Figure 2. Registration pipeline (phase 1). The iterative process of registering a small histological slide to the corresponding block-face photograph. The Modality-Independent Neighbourhood Descriptor (MIND)8 is a vector that represents the local self-similarity of an image at each point. By calculating the MIND-representation of the images, it is possible to quantify their similarity by taking the Euclidean distance of MIND vectors, regardless of contrast differences. A deformation field is initialised for the histology image, and updated in a Gauss–Newton optimisation framework until images are maximally similar. The smoothness of the transformation is enforced by diffusion regularisation9.

Figure 3. Registration pipeline (phase 2). Registering a tissue block photograph to the corresponding brain slice photograph requires initialisation, which is supplied by an additional photograph, that was taken after the excision of one or more tissue blocks. Blue backgrounds are removed from the photographs using k-means classification by hue. The binary difference is calculated between the intact and the cut-out slice photograph to identify possible insertion sites, labelled as independent components.

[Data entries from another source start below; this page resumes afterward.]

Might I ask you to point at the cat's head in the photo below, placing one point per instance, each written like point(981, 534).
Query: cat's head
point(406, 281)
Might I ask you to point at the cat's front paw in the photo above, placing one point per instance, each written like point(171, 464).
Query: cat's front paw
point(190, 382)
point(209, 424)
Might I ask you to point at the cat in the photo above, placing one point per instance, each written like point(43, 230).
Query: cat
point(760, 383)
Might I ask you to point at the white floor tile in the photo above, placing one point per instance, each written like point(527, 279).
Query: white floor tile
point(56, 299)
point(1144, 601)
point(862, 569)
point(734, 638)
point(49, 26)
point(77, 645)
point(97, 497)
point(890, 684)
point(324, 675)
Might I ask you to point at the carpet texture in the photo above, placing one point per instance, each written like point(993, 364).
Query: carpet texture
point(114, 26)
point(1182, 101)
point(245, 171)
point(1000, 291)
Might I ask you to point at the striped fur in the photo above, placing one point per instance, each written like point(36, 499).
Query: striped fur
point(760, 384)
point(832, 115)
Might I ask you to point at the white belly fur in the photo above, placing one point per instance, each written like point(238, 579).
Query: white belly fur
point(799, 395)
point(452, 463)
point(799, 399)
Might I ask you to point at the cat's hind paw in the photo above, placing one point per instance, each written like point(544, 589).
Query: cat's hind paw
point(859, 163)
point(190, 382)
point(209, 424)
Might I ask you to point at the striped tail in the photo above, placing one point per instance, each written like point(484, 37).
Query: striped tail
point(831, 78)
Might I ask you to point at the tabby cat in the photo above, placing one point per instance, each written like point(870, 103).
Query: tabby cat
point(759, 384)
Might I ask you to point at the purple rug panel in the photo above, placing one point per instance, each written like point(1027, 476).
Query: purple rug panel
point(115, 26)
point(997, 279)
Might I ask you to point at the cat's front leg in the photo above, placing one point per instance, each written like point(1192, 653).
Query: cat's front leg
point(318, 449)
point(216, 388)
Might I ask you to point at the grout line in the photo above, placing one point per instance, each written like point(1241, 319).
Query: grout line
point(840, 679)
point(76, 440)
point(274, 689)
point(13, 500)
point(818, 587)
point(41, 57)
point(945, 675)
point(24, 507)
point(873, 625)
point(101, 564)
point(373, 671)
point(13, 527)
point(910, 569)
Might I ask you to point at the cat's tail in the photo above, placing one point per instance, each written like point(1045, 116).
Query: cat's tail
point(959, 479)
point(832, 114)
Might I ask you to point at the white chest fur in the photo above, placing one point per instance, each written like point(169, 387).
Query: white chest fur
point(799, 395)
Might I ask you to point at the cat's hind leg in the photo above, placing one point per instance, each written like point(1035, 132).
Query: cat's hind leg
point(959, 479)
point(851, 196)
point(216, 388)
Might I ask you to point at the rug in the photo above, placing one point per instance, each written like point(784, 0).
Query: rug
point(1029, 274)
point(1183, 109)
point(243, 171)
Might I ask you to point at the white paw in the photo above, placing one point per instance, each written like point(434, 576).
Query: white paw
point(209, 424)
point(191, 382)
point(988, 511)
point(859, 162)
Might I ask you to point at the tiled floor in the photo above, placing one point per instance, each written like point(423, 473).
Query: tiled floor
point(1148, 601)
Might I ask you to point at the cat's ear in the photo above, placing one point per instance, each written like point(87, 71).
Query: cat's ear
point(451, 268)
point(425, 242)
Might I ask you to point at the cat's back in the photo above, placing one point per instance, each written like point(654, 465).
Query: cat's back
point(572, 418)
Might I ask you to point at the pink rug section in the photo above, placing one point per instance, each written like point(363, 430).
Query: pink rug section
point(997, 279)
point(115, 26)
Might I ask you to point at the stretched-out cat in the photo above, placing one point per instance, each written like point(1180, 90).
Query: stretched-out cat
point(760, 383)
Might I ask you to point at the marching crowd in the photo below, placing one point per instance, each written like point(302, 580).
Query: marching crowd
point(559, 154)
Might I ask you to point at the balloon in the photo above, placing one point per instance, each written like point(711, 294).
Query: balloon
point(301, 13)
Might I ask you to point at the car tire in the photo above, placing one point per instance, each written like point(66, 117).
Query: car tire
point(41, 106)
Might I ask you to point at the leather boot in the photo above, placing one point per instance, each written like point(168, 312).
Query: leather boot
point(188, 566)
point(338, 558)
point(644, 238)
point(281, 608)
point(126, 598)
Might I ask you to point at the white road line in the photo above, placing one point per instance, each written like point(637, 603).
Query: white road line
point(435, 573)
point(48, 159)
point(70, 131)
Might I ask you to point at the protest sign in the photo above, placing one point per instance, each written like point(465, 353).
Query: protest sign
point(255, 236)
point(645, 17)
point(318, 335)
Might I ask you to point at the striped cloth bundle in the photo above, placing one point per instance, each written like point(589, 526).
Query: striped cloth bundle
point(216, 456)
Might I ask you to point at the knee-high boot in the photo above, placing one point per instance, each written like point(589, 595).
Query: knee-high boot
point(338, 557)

The centre of each site is used to initialise an affine registration between the images. The final result is chosen on the basis of minimal cost function value.

Figure 4. Registration pipeline (phase 3); results on simulated slices. (A) Finding best affine alignment. The brain slice photograph is initialised in the coronal plane at 5 equidistant points within a 2-cm wide search range. At each point, the xz-scale, xz-translation and y-rotation parameters are optimised first, followed by the xz-rotation and y-translation. (B) A deformation field is defined over the image domain using 32-128 control points and interpolation by radial basis functions. Deformations are first restricted to the orthogonal direction, later allowed in all three dimensions. (C-D) Evolution of the registration error after affine/orthogonal/free-form registration using simulated coronal/oblique/quadratic slices.

Figure 5. Representative slice-to-volume registration results obtained with real images. (A) Coronal brain slice photograph. (B) Result of slice-to-volume registration of (A) using 32 control points. (C) Orthogonal displacement map based on the optimised transformation parameters. The “measured” curvature of the cut surface falls in the robust range of phase 3 registration (<3mm, based on simulation), where sub-voxel (<0.5mm) precision can be expected. (D) Jacobian map of in-plane deformations during slice-to-volume registration (<1: local shrinkage, >1: local dilation). (E) Registered histological image overlaid on MRI. The alignment between the grey matter boundary (dashed line) and the histology is highly accurate.